Living with the deer...
To the Editor:
My wife, two dogs and I live in a very old house, high on a hill and deep in the woods. We love to walk on the greenways and through the pastures, observing the changing seasons, the intricacy and rich colors of flowering shrubs, and of course the birds and the deer in their natural settings. In the off-season, it is so quiet I can hear the creaking limbs of the trees, and I revel in my unique community, where four-legged neighbors outnumber the two-legged ones.
In my first two years on the island, I got Lyme disease both years. The first time, especially, it was a trial by furious fire. But Linda at the Medical Center worked her magic, and I quickly recovered without lasting effects. I learned to be a smarter consumer of nature — covering my limbs, staying on the beaten path, checking for ticks, and avoiding the deep trails on the hottest days. Under this new regime, Lyme has so far left me alone.
I know how terrible this disease can be, but I am not an advocate of eradicating the island’s deer population. Deer (seen primarily by year-rounders) are magnificent creatures — graceful, athletic, imposing, inspiring. They are part of what makes Block Island that special place that we all cherish. I keenly remember the fevers and the aches of Lyme disease, but I feel I have no moral right to kill off the island’s deer. Instead, I am learning to live safely close to them. If we can act to protect the mighty whale in his distant, briny deep, surely we can also live amicably and respectfully with our four-legged neighbors on this most favored isle.
Off Center Road
... or without them
To the Editor:
I would like to add my voice to that of those who have written to The Block Island Times regarding the deer population.
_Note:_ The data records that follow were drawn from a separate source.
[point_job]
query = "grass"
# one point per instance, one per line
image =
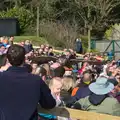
(35, 40)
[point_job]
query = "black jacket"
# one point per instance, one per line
(20, 93)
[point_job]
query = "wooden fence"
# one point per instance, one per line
(77, 114)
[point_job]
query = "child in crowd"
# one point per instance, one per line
(56, 85)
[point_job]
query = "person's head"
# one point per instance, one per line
(2, 48)
(102, 86)
(22, 43)
(47, 68)
(40, 51)
(46, 49)
(58, 72)
(42, 46)
(50, 49)
(68, 83)
(55, 85)
(87, 76)
(28, 67)
(27, 42)
(16, 55)
(41, 72)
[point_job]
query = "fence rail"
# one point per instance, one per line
(77, 114)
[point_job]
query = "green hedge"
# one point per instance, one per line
(35, 40)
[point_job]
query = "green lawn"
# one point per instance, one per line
(35, 40)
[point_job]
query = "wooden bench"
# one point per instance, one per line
(77, 114)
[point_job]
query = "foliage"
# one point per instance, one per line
(64, 20)
(24, 16)
(33, 39)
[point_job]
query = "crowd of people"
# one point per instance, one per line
(29, 78)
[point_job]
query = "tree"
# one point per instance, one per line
(24, 16)
(93, 15)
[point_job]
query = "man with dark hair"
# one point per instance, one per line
(20, 91)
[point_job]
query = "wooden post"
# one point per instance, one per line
(38, 16)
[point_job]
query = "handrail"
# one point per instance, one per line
(77, 114)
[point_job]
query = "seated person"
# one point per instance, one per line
(99, 99)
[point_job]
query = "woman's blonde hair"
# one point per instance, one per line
(53, 80)
(68, 83)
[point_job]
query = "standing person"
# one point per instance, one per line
(78, 46)
(20, 90)
(28, 46)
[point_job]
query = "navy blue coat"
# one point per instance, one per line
(20, 93)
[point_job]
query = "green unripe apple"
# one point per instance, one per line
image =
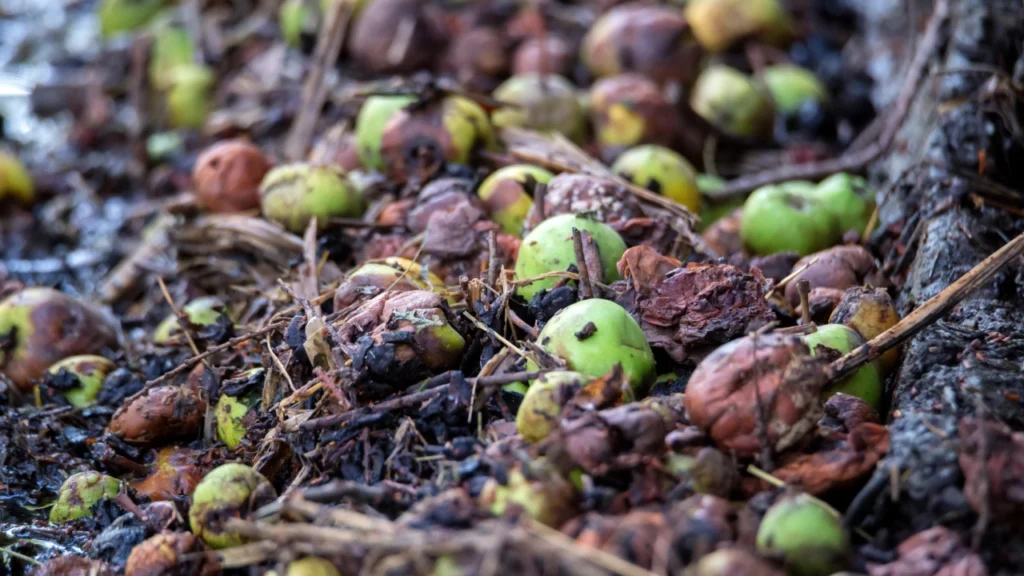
(230, 412)
(733, 101)
(370, 126)
(660, 170)
(90, 371)
(594, 335)
(294, 194)
(787, 217)
(125, 15)
(15, 182)
(506, 198)
(849, 199)
(80, 493)
(172, 47)
(718, 25)
(188, 95)
(866, 382)
(790, 85)
(809, 538)
(544, 103)
(549, 247)
(201, 312)
(228, 491)
(311, 566)
(544, 401)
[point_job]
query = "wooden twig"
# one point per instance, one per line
(329, 43)
(586, 289)
(929, 312)
(854, 160)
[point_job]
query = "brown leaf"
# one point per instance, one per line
(700, 305)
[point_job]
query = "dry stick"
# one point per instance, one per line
(854, 160)
(929, 312)
(411, 400)
(332, 36)
(586, 289)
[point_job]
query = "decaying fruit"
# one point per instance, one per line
(230, 411)
(397, 36)
(548, 104)
(417, 140)
(720, 24)
(125, 15)
(650, 40)
(629, 110)
(504, 194)
(594, 335)
(173, 474)
(869, 312)
(808, 537)
(293, 195)
(227, 175)
(15, 181)
(169, 552)
(732, 562)
(733, 101)
(791, 85)
(229, 491)
(866, 382)
(549, 247)
(722, 397)
(188, 95)
(80, 493)
(81, 377)
(370, 126)
(160, 414)
(549, 54)
(848, 199)
(660, 170)
(46, 326)
(544, 401)
(398, 275)
(786, 218)
(311, 566)
(206, 311)
(536, 488)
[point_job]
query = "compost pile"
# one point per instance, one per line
(412, 287)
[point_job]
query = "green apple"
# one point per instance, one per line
(733, 101)
(595, 335)
(549, 247)
(370, 126)
(849, 199)
(866, 382)
(809, 538)
(660, 170)
(506, 198)
(790, 85)
(787, 217)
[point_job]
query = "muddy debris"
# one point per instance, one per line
(407, 287)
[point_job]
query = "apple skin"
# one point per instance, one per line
(653, 166)
(616, 338)
(849, 199)
(866, 382)
(549, 248)
(733, 101)
(787, 217)
(791, 85)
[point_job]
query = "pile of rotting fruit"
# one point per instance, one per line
(398, 287)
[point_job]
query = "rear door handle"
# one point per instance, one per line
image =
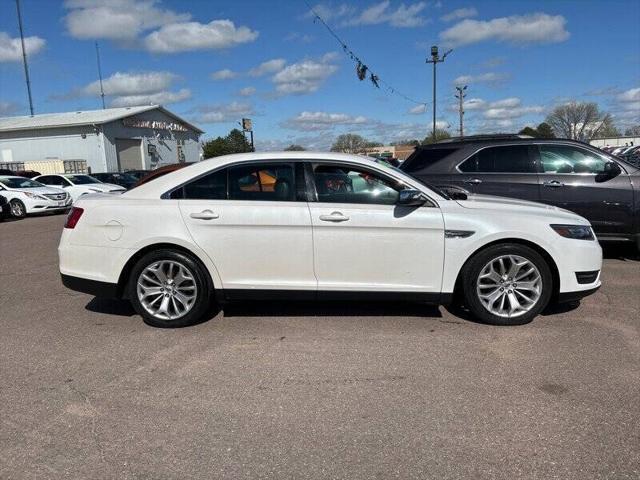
(472, 181)
(205, 215)
(553, 184)
(334, 217)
Said population is a scourge in three ways: 1) It carries the deer tick and the danger of Lyme disease (as is the case with many residents, my wife and I have had the disease, and the health of a friend was so compromised by it as to have to leave her beloved island; 2) it is the scourge of gardeners; 3) and although such incidents are not at such a proportion as to constitute a crisis, I have twice clipped a deer that darted in front of my car and have heard say of others experiencing the same.
From an ecological perspective the balance of nature is inoperative.
The white-tailed deer are not a species native to Block Island. They were brought here; and unless the recreational hunter be considered such, they have no natural predator.
Thus their number. It is time to drastically reduce that number: it is virtually impossible to eliminate all.
However, the fewer the better.
Lives will be saved
To the Editor:
Thanks to 29 faithful Block Islanders, we gathered 26 blood donations at our last blood drive. The crew that came out was pleased with that total.
Our next drive is Thursday, Jan. 3 and there will be plenty of notice and reminders. Many thanks.